As the news hits this week that the BBC’s recipe site is set to be axed as part of a programme of slimming-down exercises in response to accusations of “imperialistic ambitions” by snivelling little weasel-faced George Osborne, I mourn the loss of the easy-to-find recipes and one of my greatest allies in motherhood – convenience.
I’m not a bad cook. I’m no Nigella, but I’m not a bad cook. I’m just not adventurous. I’ve been making more or less the same dinners all my life: lasagne, Scouse, cannelloni, cottage pie. Lots of hearty stuff. A few cakes and cheesecakes, but nothing adventurous. My friends and family will tell you it’s the best they’ve ever tasted because I’ve made them so much I’ve been able to do little signature tricks with them with much practice. For that reason I stick to a fairly small but trusted repertoire that I’ve never needed any recipes for because I was shown how to make them as a little girl with cooks and dinnerladies for grandmothers.

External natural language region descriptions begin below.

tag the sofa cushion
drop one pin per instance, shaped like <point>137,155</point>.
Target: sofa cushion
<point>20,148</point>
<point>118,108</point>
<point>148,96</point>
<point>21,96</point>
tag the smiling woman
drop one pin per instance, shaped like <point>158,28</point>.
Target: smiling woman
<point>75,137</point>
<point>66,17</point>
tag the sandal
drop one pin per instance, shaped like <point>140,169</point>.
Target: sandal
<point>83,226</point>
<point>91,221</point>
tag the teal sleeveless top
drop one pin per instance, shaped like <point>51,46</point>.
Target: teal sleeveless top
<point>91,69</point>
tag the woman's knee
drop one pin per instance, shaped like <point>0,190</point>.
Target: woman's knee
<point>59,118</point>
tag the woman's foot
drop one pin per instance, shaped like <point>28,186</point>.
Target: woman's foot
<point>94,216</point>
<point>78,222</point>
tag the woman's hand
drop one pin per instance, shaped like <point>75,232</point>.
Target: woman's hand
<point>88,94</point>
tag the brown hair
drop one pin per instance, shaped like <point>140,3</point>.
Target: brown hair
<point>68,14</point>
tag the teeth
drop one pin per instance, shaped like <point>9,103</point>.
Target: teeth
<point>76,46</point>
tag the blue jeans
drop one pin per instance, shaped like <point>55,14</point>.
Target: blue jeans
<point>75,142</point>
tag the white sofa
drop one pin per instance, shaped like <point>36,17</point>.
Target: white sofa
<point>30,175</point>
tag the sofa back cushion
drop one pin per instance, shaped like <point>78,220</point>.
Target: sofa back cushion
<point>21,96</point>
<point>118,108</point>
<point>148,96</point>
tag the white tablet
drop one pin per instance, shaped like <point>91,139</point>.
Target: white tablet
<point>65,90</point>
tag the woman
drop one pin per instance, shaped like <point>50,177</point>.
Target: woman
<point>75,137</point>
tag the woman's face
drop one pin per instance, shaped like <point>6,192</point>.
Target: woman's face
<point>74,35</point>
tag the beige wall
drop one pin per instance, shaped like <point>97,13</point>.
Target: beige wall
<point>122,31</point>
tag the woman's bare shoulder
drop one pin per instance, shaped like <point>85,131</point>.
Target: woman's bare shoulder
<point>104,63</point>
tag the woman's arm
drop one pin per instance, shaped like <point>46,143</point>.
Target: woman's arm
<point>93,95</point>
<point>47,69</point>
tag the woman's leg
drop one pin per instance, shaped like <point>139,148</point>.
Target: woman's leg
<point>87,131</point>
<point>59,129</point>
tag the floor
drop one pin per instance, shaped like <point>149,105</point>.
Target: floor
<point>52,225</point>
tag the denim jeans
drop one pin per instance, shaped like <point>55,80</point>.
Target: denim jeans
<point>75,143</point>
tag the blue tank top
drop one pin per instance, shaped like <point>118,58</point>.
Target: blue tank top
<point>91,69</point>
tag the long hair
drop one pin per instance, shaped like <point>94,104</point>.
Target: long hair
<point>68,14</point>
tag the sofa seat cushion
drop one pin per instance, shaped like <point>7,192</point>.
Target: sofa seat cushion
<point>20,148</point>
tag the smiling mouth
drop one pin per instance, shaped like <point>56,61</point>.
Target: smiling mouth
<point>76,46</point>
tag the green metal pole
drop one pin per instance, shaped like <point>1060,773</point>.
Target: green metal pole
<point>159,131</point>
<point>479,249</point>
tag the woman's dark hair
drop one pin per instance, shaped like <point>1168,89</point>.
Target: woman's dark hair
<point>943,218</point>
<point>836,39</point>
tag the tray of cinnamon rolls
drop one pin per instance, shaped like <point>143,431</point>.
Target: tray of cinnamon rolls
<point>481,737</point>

Sometimes though, I want to make something different. Variety is the spice of life after all. I’m not a big fan of cookery TV but occasionally I’ll see something that I fancy giving a whirl and I’m sorry (not at all sorry) but I haven’t got the money to buy every cookery book that a celebrity chef releases just to get my hands on the recipe for a special kind of chocolate cake or a crustless quiche with chorizo.
|Can’t Cook, Won’t Cook: my Achilles heel, poached eggs|
This is where the BBC recipes come in. For the occasional recipe that I might only attempt once, and – I have a giant confession to make here – poached eggs. I can never ever for the life of me remember how to make good poached eggs. I rely entirely on googling it and the first hit is BBC Food. The instructions are straightforward and work every time. They’re not trying to sell me a lifestyle or patronise me. I’m not banging the drum for the Beeb here either by the way, I’m just describing my consumer experience.
The next hit is an overly-wordy and preachy recipe from Jamie Oliver, the government’s Head Boy & Diet Monitor. He who apparently comes from working class roots (don’t they all) but seemingly cannot empathise with parents who struggle to feed their family healthy food on a budget, and thinks that all women should be able to breastfeed no probs.
Funny that isn’t it.
(Delia came in at no.3 and an article about the relative methods of poaching by The Telegraph in fourth place, in case you were wondering)
|Jamie Oliver, who spearheaded the recent sugar levy campaign (image: express.co.uk)|
I’ll survive without BBC Food. I know enough about the basics of cookery to feed family and guests a variety of healthy and tasty food.
But what if you weren’t taught to cook at home as a child? What if you can’t afford the asparagus that Jamie Oliver suggests you pop into your children’s dippy eggs instead of bread soldiers because you know full well it will buy a bag of frozen chips from Iceland that will last a week and the kids will definitely eat? What if you can’t afford glossy cookery books and the ingredients they suggest? What if your local library has been closed? What is you’re just really fucking busy and you want a reliable convenient source to crop up when you need a basic Victoria sponge or a Hotpot without having to wade through loads of big names and their fanbase’s contributions?
Yes there’s other sources of recipes online. Plenty of them. But let’s not pretend they don’t have “imperialistic ambitions” too. Jamie Oliver is just an empire with a face. When the BBC recipes are no longer available, I think I’d rather turn to Jack Monroe, who has pledged to publish her recipes online in response to the recent news.
As with all politics, the people who play these games are seldom the end users. I bet George Osborne can’t make a decent poached egg either.